OO designs for conceptual things (like Windows, not real world windows, but the display panels on my computer monitor) often leave a lot to be desired. But for real world things like invoices, shipping orders, insurance claims and what-not, I think those real world things are objects. I have a stack on my desk, so they must be real.
面向概念性事物的OO设计(如Windows,而不是真实世界的窗口,但我的计算机显示器上的显示面板)往往会留下很多不足之处。但对于现实世界的事情,如发票,运输订单,保险索赔和什么不是,我认为那些现实世界的东西都是对象。我的桌子上有一堆,所以它们必须是真实的。
#30
2
The point of OOP is to give the programmer another means for describing and communicating a solution to a problem in code to machines and people. The most important part of that is the communication to people. OOP allows the programmer to declare what they mean in the code through rules that are enforced in the OO language.
OOP的目的是为程序员提供另一种方法,用于描述和向机器和人员传递代码问题的解决方案。最重要的部分是与人们的沟通。 OOP允许程序员通过在OO语言中强制执行的规则来声明它们在代码中的含义。

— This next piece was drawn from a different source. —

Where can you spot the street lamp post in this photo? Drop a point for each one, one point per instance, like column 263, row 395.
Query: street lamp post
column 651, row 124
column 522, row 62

Contrary to many arguments on this topic, OOP and OO concepts are pervasive throughout all code including code in non-OOP languages such as C. Many advanced non-OO programmers will approximate the features of objects even in non-OO languages.
与关于该主题的许多论点相反,OOP和OO概念在所有代码中都是普遍存在的,包括非OOP语言(如C语言)中的代码。许多高级非OO程序员即使在非OO语言中也会近似于对象的特征。
Having OO built into the language merely gives the programmer another means of expression.
将OO内置到语言中只会给程序员另一种表达方式。
The biggest part to writing code is not communication with the machine, that part is easy, the biggest part is communication with human programmers.
编写代码的最大部分不是与机器的通信,这部分很容易,最大的部分是与人类程序员的通信。